I feel three essential are needed to overcome the demand gap: a universal, unconditional basic income; a statutory minimum wage to encourage work and fight worker poverty; the promotion of multi-employer collective bargaining so that real (inflation-adjusted) wages keep pace with rising labour productivity.
Governments should seek to balance their budgets over the business cycle: debts being paid back during economic upturns, so as to enable deficit spending during downturns.
Instead of "coordinated exchange rates, and managed capital flows", I would argue for possible trade measures against countries that manipulate their exchange rates, and the taxation of capital flows along with the regulation of speculative inflows.
I welcome Palley’s attempt to replace the Washington Consensus with sound global thinking. But I question the analysis of Saving Gluts and Asset Shortages in his book, ps. 106-112.

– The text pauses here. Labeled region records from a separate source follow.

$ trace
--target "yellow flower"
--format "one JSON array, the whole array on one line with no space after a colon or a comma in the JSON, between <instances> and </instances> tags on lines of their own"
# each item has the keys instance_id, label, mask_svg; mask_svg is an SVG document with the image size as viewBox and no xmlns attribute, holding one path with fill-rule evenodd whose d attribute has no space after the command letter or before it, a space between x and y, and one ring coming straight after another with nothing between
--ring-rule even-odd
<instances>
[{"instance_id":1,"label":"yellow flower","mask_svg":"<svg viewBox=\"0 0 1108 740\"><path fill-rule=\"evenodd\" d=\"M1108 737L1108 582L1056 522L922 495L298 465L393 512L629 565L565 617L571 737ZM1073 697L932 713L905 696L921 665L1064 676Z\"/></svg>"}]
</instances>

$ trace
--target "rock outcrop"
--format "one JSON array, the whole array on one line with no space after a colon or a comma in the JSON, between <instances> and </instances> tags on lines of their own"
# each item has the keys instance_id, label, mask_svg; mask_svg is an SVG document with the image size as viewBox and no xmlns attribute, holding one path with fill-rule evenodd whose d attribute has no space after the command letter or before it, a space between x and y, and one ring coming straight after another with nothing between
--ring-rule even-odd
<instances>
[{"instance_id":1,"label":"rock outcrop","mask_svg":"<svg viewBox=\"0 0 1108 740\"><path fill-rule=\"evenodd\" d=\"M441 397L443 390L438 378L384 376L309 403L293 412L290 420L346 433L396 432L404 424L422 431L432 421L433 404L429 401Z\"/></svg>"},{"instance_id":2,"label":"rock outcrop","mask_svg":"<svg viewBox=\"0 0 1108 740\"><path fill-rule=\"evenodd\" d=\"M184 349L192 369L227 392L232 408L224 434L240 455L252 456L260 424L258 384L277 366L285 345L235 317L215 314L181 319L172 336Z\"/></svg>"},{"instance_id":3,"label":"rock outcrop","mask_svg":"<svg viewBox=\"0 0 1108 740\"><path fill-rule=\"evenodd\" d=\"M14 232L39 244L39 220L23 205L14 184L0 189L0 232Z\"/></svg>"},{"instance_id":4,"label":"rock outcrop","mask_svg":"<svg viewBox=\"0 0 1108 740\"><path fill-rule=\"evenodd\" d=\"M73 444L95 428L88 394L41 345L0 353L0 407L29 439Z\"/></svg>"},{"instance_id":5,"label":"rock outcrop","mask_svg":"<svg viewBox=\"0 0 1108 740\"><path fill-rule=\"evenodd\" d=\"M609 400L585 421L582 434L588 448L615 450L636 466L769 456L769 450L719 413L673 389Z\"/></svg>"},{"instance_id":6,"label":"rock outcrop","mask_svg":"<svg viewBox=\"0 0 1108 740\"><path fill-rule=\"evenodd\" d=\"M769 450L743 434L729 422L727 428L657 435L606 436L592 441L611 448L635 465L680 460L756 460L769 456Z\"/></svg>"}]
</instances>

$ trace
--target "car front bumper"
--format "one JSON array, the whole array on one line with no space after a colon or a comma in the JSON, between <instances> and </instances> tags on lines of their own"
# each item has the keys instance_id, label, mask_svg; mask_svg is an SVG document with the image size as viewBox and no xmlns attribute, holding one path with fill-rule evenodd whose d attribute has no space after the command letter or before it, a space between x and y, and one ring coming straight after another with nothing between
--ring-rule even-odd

In the early 1940s, trying to avoid the conditions that led to the rise of Soviet communism and fascism, Keynes recognised the destructive role of current account surpluses and the inability of governments to control their economies. So he developed a system that gave them more power and allowed national surpluses to be curbed. But the US vetoed it and Bretton Woods adopted a system that only required nations to eschew deficits!
Despite the credit crunch, excess saving is rarely acknowledged as the driving force for intractable debts and depressions. But China can lower its exchange rate because it can buy US assets with its surplus savings. And this causes the US to run trade deficits from which China benefits as long as it believes the US can service its mounting debt.
Palley may be mindful of this when he advocates “coordinated exchange rates, and managed capital flows”. But Keynes required cooperating governments to set rational exchange rates, and current accounts to be cleared. The current system fails both these tests.
In 2008 I put three comments on How to save the economy on the Guardian’s Politics Blog*. The first records Keynes’s true opinion of Bretton Woods. And the last has a link to an article on his Clearing Union by George Monbiot. I still recommend this to anyone interested in our future well being.
Current attempts to raise demand with more bank borrowing rather than with higher wages and less saving convince me society is addicted to usury. Nor should the massive credit mountains built by big finance be ignored: Many may have to be written off!